Compute Pressure

Authors:

Olivier Yiptong (Google)
Victor Costan (Google)
Kenneth Rohde Christiansen (Intel)

Participate

Issue tracker

Introduction
Goals / Motivating Use Cases
Non-goals
Concept - CPU utilization
Concept - CPU Clock Speed
Compute Pressure Observer
Key scenarios
- Adjusting the number of video feeds based on CPU usage
Detailed design discussion
- Prevent instead of mitigating bad user experiences
- Minimizing information exposure
Considered alternatives
- Named buckets for CPU utilization
Stakeholder Feedback / Opposition
References & acknowledgements

Introduction

We propose a new API that conveys the utilization of CPU resources on the user's device. This API targets applications that can trade off CPU resources for an improved user experience. For example, many applications can render video effects with varying degrees of sophistication. These applications aim to provide the best user experience, while avoiding driving the user's device in a high CPU utilization regime.

High CPU utilization is undesirable because it strongly degrades the user experience. Many smartphones, tablets and laptops become uncomfortably hot to the touch. The fans in laptops and desktops become so loud that they disrupt conversations or the users’ ability to focus. In many cases, a device under high CPU utilization appears to be unresponsive, as the operating system may fail to schedule the threads advancing the task that the user is waiting for.
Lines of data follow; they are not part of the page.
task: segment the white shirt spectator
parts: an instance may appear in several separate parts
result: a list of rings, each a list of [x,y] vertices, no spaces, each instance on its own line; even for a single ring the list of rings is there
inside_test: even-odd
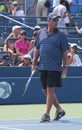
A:
[[[71,56],[70,53],[68,53],[68,56]],[[73,61],[71,64],[69,64],[70,66],[82,66],[82,63],[81,63],[81,59],[79,57],[78,54],[74,54],[73,55]]]

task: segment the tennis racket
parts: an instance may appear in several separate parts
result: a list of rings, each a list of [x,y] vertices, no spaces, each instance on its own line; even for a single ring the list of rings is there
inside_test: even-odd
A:
[[[35,73],[35,70],[32,71],[32,73],[31,73],[29,79],[27,80],[27,82],[26,82],[26,84],[25,84],[25,87],[24,87],[24,91],[23,91],[22,96],[25,95],[25,93],[26,93],[26,91],[27,91],[27,89],[28,89],[28,87],[29,87],[29,84],[30,84],[30,82],[31,82],[31,79],[32,79],[32,77],[33,77],[33,75],[34,75],[34,73]]]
Goals / Motivating Use Cases

The primary use case is informing CPU consumption decisions in video conferencing and video games, which are highly popular soft real-time applications. We aim to support the following decisions.

Video conferencing
- Adjust the number of video feeds shown simultaneously during calls with many participants
- Reduce the quality of video processing (video resolution, frames per second)
- Skip non-essential video processing, such as some camera filters
- Disable non-essential audio processing, such as WebRTC noise suppression
- Turn quality-vs-speed and size-vs-speed knobs towards “speed” in video and audio encoding (in WebRTC, WebCodecs, or software encoding)
Video games
- Use lower-quality assets to compose the game’s video (3D models, textures, shaders) and audio (voices, sound effects)
- Disable effects that result in less realistic non-essential details (water / cloth / fire animations, skin luminance, glare effects, physical simulations that don’t impact gameplay)
- Tweak quality-vs-speed knobs in the game’s rendering engine (shadows quality, texture filtering, view distance)

The secondary use case is measuring the CPU resource consumption of a feature. This ultimately supports the main goal of avoiding driving user devices into high CPU utilization. We aim to support the following decision processes.
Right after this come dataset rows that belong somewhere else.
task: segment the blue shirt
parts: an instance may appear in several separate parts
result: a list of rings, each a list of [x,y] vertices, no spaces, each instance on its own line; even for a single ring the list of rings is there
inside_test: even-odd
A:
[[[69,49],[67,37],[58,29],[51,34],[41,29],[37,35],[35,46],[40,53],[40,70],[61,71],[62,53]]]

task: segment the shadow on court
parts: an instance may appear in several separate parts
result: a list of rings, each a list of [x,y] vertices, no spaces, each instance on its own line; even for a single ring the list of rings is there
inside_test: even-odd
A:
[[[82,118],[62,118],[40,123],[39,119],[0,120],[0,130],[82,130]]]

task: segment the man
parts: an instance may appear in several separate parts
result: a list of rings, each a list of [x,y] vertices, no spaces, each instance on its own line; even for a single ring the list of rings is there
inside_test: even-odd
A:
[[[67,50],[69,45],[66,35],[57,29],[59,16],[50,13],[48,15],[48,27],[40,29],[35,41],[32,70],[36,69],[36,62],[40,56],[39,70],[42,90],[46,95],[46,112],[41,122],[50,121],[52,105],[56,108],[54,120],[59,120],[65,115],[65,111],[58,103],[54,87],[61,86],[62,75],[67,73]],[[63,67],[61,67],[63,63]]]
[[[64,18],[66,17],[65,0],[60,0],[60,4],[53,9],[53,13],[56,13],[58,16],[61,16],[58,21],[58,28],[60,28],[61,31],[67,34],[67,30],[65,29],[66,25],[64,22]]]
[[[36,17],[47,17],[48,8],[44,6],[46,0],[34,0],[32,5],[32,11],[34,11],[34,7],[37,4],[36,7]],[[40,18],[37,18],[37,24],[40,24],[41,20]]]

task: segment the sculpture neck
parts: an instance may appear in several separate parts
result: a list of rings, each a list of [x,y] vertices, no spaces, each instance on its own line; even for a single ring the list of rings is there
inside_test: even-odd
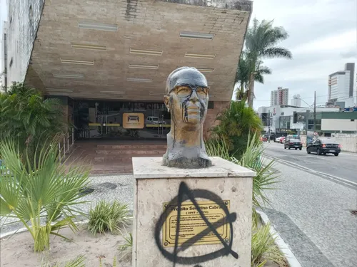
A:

Compare the CPU consumption of alternative implementations of the same feature, for the purpose of determining the most efficient implementation. We aim to support measuring CPU utilization in the field via A/B tests, because an implementation’s CPU utilization depends on the hardware it’s running on, and most developers cannot afford performance measurement labs covering all the devices owned by their users.
Estimate the impact of enabling a feature on CPU consumption. This cost estimate feeds into the decisions outlined in the primary use case.

Non-goals

This proposal is focused on exposing CPU utilization and thermal throttling. This limitation leaves out some resource consumption decisions that Web applications could make to avoid the bad user experiences mentioned in the introduction. The following decisions will not be supported by this proposal.

Routing video processing, such as background replacement, to the CPU (via WebAssembly) or to the GPU (via WebGL / WebGPU).
Routing video encoding or decoding to an accelerated hardware implementation (via WebCodecs) or software (via WebAssembly).

Video conferencing applications and games use the following information to make the unsupported decisions above.

GPU utilization
CPU capabilities, such as number of cores, core speed, cache size
CPU vendor and model

Concept - CPU utilization

The CPU utilization of the user's device is the average of the utilization of all the device's CPU cores.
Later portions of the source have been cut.